Need to know when no data appears between two token separators using strtok()
I am trying to tokenize a string but I need to know exactly when no data is seen between two tokens. e.g when tokenizing the following string "a,b,c,,,d,e
" I need to know about the two empty slots between 'd
' and 'e
'... which I am unable to find out simply using strtok()
. My attempt is shown below:
char arr_fields[num_of_fields];
char delim[]=",\n";
char *tok;
tok=strtok(line,delim);//line contains the data
for(i=0;i<num_of_fields;i++,tok=strtok(NULL,delim))
{
if(tok)
sprintf(arr_fields[i], "%s", tok);
else
sprintf(arr_fields[i], "%s", "-");
}
Executing the above code with the aforementioned examples put characters a,b,c,d,e into first five elements of arr_fields
which is not desirable. I need the position of each character to go in specific indexes of array: i.e if there is a character missing between two characters, it should be recorded as is.
7.21.5.8 the strtok function
The standard says the following regarding strtok
:
[#3] The first call in the sequence searches the string pointed to by
s1
for the first character that is not contained in the current separator string pointed to bys2
. If no such character is found, then there are no tokens in the string pointed to bys1
and thestrtok
function returns a null pointer.

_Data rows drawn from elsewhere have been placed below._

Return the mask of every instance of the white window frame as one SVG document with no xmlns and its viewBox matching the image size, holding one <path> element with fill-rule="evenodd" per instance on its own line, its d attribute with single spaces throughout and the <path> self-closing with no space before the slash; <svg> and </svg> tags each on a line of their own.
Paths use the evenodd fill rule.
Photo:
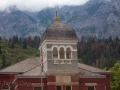
<svg viewBox="0 0 120 90">
<path fill-rule="evenodd" d="M 63 90 L 63 87 L 62 87 L 62 85 L 56 85 L 56 88 L 55 88 L 55 90 L 57 90 L 57 86 L 61 86 L 61 90 Z"/>
<path fill-rule="evenodd" d="M 71 90 L 72 90 L 72 85 L 66 85 L 66 86 L 70 86 L 70 87 L 71 87 Z M 65 90 L 66 90 L 66 86 L 65 86 Z"/>
<path fill-rule="evenodd" d="M 4 85 L 6 85 L 6 84 L 4 84 Z M 4 85 L 2 85 L 2 87 L 3 87 Z M 9 85 L 7 85 L 7 86 L 9 87 L 9 89 L 3 89 L 3 88 L 1 87 L 1 90 L 10 90 L 10 86 L 9 86 Z"/>
</svg>

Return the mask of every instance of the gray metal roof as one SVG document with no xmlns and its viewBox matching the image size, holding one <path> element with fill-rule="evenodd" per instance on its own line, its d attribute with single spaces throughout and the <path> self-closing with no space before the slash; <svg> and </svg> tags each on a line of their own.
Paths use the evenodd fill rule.
<svg viewBox="0 0 120 90">
<path fill-rule="evenodd" d="M 72 27 L 61 21 L 54 21 L 44 32 L 41 43 L 44 40 L 78 40 Z"/>
<path fill-rule="evenodd" d="M 40 58 L 32 57 L 19 63 L 0 70 L 0 73 L 22 73 L 18 77 L 39 77 L 41 76 Z M 78 63 L 79 77 L 103 77 L 100 73 L 108 73 L 105 70 Z M 42 76 L 46 76 L 42 73 Z"/>
<path fill-rule="evenodd" d="M 7 68 L 0 70 L 0 73 L 22 73 L 31 70 L 32 68 L 40 65 L 39 57 L 32 57 L 25 59 L 19 63 L 11 65 Z"/>
<path fill-rule="evenodd" d="M 95 73 L 99 73 L 99 72 L 106 73 L 106 72 L 108 72 L 108 71 L 99 69 L 97 67 L 89 66 L 89 65 L 86 65 L 86 64 L 83 64 L 83 63 L 78 63 L 78 67 L 82 68 L 84 70 L 90 71 L 90 72 L 95 72 Z"/>
<path fill-rule="evenodd" d="M 40 77 L 40 76 L 45 76 L 45 73 L 41 72 L 41 65 L 38 65 L 37 67 L 17 76 L 18 77 Z"/>
</svg>

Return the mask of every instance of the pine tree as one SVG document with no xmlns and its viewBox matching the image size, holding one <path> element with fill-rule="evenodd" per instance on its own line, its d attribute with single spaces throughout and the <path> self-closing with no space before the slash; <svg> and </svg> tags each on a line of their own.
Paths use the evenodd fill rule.
<svg viewBox="0 0 120 90">
<path fill-rule="evenodd" d="M 0 54 L 2 54 L 2 47 L 0 46 Z"/>
<path fill-rule="evenodd" d="M 27 49 L 27 41 L 26 41 L 26 39 L 24 39 L 24 41 L 23 41 L 23 47 L 22 48 Z"/>
<path fill-rule="evenodd" d="M 5 68 L 7 65 L 6 65 L 6 56 L 5 56 L 5 53 L 3 53 L 2 55 L 2 66 L 1 68 Z"/>
</svg>

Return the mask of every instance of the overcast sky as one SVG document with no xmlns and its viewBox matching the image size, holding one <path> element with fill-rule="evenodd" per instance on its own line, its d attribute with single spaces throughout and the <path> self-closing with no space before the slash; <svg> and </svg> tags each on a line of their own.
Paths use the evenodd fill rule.
<svg viewBox="0 0 120 90">
<path fill-rule="evenodd" d="M 46 7 L 82 5 L 89 0 L 0 0 L 0 10 L 16 6 L 20 10 L 40 11 Z"/>
</svg>

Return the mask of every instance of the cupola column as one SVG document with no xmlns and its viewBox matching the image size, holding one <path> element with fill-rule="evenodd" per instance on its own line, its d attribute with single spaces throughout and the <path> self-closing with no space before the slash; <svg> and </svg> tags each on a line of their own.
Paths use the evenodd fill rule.
<svg viewBox="0 0 120 90">
<path fill-rule="evenodd" d="M 60 51 L 58 51 L 58 60 L 60 60 Z"/>
<path fill-rule="evenodd" d="M 65 51 L 65 53 L 64 53 L 64 56 L 65 56 L 65 60 L 66 60 L 66 51 Z"/>
</svg>

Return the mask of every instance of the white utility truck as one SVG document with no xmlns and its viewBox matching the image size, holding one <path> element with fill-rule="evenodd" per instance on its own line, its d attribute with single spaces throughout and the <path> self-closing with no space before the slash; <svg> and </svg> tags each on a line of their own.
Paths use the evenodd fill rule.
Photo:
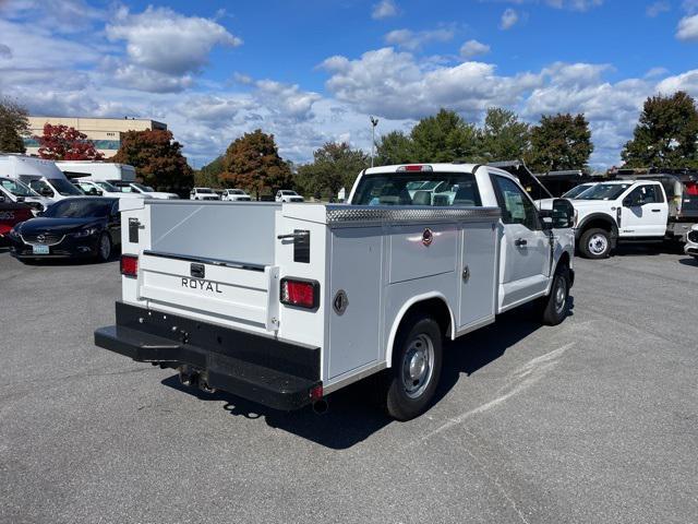
<svg viewBox="0 0 698 524">
<path fill-rule="evenodd" d="M 619 242 L 685 241 L 693 226 L 672 219 L 666 192 L 657 180 L 599 182 L 570 202 L 579 251 L 588 259 L 609 257 Z"/>
<path fill-rule="evenodd" d="M 122 299 L 95 343 L 279 409 L 378 374 L 407 420 L 444 337 L 526 302 L 566 317 L 574 212 L 547 204 L 472 164 L 366 169 L 349 204 L 122 200 Z"/>
</svg>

If such a character is found, it is the start of the first token.
In the above quote we can read you cannot use strtok
as a solution to your specific problem, since it will treat any sequential characters found in delims
as a single token.
Am I doomed to weep in silence, or can somebody help me out?
You can easily implement your own version of strtok
that does what you want, see the snippets at the end of this post.
strtok_single
makes use of strpbrk (char const* src, const char* delims)
which will return a pointer to the first occurrence of any character in delims that is found in the null-terminated string src.
If no matching character is found the function will return NULL.
strtok_single
char *
strtok_single (char * str, char const * delims)
{
static char * src = NULL;
char * p, * ret = 0;
if (str != NULL)
src = str;
if (src == NULL)
return NULL;
if ((p = strpbrk (src, delims)) != NULL) {
*p = 0;
ret = src;
src = ++p;
} else if (*src) {
ret = src;
src = NULL;
}
return ret;
}
sample use
char delims[] = ",";
char data [] = "foo,bar,,baz,biz";
char * p = strtok_single (data, delims);
while (p) {
printf ("%s\n", *p ? p : "<empty>");
p = strtok_single (NULL, delims);
}
output
foo
bar
<empty>
baz
biz
You can't use strtok()
if that's what you want. From the man page:
A sequence of two or more contiguous delimiter characters in the parsed string is considered to be a single delimiter. Delimiter characters at the start or end of the string are ignored. Put another way: the tokens returned by strtok() are always nonempty strings.
Therefore it is just going to jump from c
to d
in your example.
You're going to have to parse the string manually or perhaps search for a CSV parsing library that would make your life easier.
Lately I was looking for a solution to the same problem and found this thread.
You can use strsep()
.
From the manual:
The strsep() function was introduced as a replacement for strtok(3), since the latter cannot handle empty fields.